Marcie Tabafunda says her father's hard work was focused on one thing: providing for his family here and abroad. When he did allow himself free time, she says, it was weekend bingo and dancing that gave him the most joy. At weddings or Filipino community center gatherings, her father was always first to hit the dance floor.

"He taught us all to dance, all six of us girls," Marcie Tabafunda says. "We used to watch Lawrence Welk, and we all had to do the polka. I remember standing on his feet and following him around dancing."

Though largely untended, his farmland remains, overrun with wild rabbits and deer that devour what's left of the strawberry leaves. Still, Randy Tabafunda imagines a day when he and his brothers will bring it back to life.

On summer days, he says, they'd step outside and look out at the fertile fields, and Mr. Tabafunda would remind his children that there'd be a day when they'd have to tend it in his absence.

"I'll think of him every day when I step outside the door here," Randy Tabafunda says. "This was his land. He really had it going on here for a while."

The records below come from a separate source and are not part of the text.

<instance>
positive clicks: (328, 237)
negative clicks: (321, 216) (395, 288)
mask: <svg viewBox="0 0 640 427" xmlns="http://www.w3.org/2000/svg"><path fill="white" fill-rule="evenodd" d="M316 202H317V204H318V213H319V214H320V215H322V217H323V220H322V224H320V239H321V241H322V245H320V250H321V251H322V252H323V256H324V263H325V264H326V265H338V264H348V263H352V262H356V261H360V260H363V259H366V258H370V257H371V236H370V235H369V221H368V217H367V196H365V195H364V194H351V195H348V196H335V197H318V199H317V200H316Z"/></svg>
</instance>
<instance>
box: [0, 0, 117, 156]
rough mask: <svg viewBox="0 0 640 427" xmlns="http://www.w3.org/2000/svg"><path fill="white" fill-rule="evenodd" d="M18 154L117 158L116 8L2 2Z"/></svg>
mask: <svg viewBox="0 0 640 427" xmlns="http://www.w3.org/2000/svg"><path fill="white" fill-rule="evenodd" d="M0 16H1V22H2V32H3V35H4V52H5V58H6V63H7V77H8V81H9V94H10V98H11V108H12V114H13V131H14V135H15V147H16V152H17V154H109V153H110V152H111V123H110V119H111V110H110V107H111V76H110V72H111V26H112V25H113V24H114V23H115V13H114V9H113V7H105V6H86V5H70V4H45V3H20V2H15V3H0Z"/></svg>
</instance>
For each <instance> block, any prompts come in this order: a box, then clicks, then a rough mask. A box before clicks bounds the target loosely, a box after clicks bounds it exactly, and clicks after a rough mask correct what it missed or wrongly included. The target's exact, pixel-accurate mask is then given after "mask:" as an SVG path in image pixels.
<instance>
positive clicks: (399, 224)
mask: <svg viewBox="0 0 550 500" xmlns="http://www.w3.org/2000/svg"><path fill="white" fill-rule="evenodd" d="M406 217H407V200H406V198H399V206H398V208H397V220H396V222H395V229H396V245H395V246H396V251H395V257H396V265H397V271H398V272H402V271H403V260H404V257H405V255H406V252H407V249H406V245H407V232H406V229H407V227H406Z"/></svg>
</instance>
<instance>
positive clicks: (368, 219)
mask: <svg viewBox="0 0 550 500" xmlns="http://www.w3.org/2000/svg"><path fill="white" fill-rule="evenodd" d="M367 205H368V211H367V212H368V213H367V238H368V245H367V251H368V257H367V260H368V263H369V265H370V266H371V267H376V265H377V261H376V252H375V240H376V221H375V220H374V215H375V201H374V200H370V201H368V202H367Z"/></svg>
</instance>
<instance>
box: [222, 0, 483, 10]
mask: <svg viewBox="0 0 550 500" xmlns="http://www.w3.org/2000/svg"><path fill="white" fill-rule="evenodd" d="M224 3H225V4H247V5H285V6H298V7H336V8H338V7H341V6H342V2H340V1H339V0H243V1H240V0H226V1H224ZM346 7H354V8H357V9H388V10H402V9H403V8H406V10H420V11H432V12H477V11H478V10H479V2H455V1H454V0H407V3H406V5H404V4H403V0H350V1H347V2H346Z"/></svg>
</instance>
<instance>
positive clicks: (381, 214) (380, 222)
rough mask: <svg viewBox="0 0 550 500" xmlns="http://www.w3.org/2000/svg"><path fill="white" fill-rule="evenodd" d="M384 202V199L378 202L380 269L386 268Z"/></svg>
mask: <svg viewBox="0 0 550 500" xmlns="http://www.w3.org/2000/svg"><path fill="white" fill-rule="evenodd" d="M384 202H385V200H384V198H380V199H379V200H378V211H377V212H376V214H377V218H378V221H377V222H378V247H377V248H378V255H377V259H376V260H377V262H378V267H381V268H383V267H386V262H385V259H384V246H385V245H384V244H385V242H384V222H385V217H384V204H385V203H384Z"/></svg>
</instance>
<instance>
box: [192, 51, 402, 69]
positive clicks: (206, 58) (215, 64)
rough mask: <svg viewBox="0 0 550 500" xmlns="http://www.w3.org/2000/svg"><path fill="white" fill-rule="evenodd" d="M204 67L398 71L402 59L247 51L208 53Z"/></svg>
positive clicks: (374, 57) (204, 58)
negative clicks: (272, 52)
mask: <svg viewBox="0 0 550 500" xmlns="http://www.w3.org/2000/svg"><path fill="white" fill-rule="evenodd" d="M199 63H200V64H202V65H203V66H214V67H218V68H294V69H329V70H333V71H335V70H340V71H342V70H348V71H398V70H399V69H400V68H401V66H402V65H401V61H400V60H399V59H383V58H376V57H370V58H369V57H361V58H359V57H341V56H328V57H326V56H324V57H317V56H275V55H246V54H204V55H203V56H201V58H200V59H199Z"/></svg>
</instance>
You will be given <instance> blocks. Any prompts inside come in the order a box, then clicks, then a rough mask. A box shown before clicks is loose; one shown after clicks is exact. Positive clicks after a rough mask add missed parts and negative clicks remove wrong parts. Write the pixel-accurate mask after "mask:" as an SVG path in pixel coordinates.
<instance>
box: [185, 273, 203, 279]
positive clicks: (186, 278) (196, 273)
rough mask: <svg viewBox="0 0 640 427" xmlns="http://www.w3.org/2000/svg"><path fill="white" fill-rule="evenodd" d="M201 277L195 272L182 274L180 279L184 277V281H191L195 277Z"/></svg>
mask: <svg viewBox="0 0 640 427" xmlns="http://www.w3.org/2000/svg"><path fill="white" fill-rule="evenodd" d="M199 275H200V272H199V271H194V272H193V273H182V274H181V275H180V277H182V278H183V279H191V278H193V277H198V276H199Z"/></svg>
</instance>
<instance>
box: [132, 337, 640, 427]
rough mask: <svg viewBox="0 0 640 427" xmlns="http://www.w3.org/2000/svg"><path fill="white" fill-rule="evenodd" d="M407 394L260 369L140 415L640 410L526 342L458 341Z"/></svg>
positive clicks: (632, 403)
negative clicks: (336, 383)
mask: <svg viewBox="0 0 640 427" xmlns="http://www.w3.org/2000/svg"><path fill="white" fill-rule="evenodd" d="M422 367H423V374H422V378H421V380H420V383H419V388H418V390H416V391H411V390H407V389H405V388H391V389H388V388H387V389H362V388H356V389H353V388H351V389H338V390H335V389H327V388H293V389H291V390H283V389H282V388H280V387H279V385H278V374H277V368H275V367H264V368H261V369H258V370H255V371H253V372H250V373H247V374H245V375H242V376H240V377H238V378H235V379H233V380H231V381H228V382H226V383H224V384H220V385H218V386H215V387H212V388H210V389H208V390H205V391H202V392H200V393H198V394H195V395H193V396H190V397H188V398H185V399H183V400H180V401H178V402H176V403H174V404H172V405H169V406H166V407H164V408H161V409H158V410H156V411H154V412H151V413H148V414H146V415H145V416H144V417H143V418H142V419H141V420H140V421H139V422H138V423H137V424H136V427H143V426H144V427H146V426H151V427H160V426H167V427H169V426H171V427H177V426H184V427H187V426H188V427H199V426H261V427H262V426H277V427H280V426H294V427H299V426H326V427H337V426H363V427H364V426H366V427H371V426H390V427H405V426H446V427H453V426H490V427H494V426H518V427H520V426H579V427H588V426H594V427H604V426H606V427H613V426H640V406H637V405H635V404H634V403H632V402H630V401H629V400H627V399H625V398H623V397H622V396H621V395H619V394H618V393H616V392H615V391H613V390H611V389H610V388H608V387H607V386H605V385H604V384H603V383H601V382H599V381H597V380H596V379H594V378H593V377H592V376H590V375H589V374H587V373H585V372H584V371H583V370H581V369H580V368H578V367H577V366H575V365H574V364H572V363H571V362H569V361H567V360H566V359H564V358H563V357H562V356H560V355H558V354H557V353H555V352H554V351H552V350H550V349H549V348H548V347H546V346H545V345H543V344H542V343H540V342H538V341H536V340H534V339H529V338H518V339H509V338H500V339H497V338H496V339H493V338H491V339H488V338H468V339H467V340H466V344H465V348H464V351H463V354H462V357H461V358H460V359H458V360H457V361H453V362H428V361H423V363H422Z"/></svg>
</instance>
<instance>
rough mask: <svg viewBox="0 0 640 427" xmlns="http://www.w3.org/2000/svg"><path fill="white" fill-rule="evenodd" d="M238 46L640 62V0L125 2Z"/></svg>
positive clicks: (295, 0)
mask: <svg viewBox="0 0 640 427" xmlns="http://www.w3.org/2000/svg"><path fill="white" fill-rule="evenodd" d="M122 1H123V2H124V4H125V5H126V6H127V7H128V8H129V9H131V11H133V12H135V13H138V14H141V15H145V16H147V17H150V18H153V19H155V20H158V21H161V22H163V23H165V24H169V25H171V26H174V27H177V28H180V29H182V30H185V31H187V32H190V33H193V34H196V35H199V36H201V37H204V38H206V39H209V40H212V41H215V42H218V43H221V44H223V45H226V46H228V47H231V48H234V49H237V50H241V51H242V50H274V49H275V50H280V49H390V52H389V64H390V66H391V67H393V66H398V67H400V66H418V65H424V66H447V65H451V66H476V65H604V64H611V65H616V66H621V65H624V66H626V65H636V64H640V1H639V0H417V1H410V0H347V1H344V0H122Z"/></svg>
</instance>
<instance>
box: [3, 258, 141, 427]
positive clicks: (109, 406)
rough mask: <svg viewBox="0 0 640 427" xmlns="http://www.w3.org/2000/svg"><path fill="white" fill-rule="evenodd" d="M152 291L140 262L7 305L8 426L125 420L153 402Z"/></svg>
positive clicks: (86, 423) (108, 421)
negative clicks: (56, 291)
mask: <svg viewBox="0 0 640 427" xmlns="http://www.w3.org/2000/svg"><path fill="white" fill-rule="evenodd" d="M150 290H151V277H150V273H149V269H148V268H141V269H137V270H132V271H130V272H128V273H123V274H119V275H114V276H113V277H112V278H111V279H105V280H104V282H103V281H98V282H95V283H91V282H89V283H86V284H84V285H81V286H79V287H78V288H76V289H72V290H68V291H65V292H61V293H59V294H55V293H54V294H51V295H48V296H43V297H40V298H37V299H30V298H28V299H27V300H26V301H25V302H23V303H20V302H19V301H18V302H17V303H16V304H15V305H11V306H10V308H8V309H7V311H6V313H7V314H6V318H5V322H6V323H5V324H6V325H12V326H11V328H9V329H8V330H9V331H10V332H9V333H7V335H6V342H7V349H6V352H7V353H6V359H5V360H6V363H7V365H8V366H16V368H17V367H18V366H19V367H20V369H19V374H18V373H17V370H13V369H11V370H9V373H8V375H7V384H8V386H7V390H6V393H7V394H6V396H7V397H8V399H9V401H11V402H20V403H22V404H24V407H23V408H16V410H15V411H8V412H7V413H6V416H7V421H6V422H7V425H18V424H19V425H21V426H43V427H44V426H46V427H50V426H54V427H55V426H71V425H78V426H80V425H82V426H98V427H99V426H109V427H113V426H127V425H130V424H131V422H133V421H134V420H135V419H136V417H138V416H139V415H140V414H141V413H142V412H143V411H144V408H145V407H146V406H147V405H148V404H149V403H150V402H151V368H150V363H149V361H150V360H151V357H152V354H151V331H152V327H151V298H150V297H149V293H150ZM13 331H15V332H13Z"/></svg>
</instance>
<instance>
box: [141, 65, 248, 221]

Mr. Tabafunda is also survived by son Florentino (Sonny) of Bainbridge Island; and daughters Patricia Flores and Barbara Schaeffer of Suquamish, Kitsap County; Carmen Voorhees of Poulsbo; Bernice Williams of Seattle; and Elina Tabafunda-Tageant of Canada; and 29 grandchildren and 26 great-grandchildren.

Rosary will be said at 7 p.m. tomorrow with services at 9:30 a.m. Wednesday at St. Cecelia Catholic Church, 1310 Madison Ave. N., Bainbridge Island.